Les conditions de mise en oeuvre de cette technique nécessitent l'autorisation préalable du procureur de la République , l'opération étant réalisée sous son contrôle. L'agent infiltré n'est pas pénalement responsable mais il ne peut inciter à commettre des infractions . Dans ce cadre, les agents peuvent alors acquérir, détenir, transporter, etc. des biens tirés de la commission de l'infraction ou fournir des moyens logistiques aux personnes se livrant à ces infractions.

En pratique, très peu d'opérations d'infiltrations sont menées, au regard des risques encourus.

Le « coup d'achat » est une technique également éprouvée en matière douanière, autorisée par l'article 67 bis -1 du code des douanes, consistant, comme pour les forces de l'ordre à acquérir des marchandises dont la détention est illégale ou qui sont le produit d'une infraction ou à fournir des moyens logistiques à des personnes se livrant à des infractions données.

Comme pour les forces de l'ordre, les douaniers doivent disposer de l'autorisation préalable du procureur de la République , qui doit être versée au dossier de procédure.
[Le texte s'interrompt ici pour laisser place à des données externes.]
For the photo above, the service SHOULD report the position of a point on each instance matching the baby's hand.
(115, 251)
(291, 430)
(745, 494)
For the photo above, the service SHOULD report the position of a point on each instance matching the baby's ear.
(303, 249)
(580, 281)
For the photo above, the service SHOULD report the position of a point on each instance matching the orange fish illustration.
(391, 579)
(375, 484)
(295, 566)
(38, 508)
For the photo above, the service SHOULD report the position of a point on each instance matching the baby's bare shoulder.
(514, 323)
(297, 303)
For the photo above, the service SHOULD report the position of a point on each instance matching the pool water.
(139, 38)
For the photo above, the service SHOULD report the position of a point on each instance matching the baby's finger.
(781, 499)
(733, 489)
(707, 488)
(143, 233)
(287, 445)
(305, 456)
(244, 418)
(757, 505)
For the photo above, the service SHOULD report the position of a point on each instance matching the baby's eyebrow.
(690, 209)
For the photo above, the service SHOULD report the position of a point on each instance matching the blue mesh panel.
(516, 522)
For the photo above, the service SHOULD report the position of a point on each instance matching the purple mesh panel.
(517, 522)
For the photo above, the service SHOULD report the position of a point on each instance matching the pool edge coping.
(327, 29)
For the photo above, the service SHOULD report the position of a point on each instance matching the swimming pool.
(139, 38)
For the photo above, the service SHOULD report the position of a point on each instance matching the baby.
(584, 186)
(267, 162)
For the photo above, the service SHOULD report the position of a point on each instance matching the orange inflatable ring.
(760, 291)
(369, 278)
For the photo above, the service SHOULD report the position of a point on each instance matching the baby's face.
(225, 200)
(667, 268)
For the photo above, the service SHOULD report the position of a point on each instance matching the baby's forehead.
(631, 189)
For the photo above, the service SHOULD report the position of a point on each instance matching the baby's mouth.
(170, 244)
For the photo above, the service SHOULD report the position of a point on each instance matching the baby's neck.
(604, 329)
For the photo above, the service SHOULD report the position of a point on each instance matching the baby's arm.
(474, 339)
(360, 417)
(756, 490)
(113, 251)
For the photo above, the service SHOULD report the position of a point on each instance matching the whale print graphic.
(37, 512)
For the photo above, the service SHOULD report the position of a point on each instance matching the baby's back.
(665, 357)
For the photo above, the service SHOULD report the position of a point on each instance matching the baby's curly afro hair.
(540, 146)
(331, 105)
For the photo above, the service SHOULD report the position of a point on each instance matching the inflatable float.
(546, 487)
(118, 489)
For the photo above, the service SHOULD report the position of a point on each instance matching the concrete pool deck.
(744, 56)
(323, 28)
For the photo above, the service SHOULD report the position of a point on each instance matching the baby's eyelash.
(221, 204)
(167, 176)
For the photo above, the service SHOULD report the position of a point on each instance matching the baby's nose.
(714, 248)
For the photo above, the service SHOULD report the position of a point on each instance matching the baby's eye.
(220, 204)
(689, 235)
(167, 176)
Par ailleurs, les actes de l'enquêteur ne doivent pas inciter une personne à commettre une infraction .

Dans ce cadre, les agents des douanes bénéficient également d'une technique particulière, dite de « cyber-patrouille », leur permettant d'utiliser une identité d'emprunt lors d'échanges en ligne et d'acquérir, extraire ou de conserver des données relatives aux auteurs de l'infraction. Dans le code de procédure pénale, cette technique existe en tant que telle, indépendamment de la mise en oeuvre d'une technique de coup d'achat.

Le présent article étendrait l'application de ces deux techniques aux infractions d'importation et d'exportation ou de détention d'armes à feu, de leurs éléments, des munitions et des explosifs 164 ( * ) .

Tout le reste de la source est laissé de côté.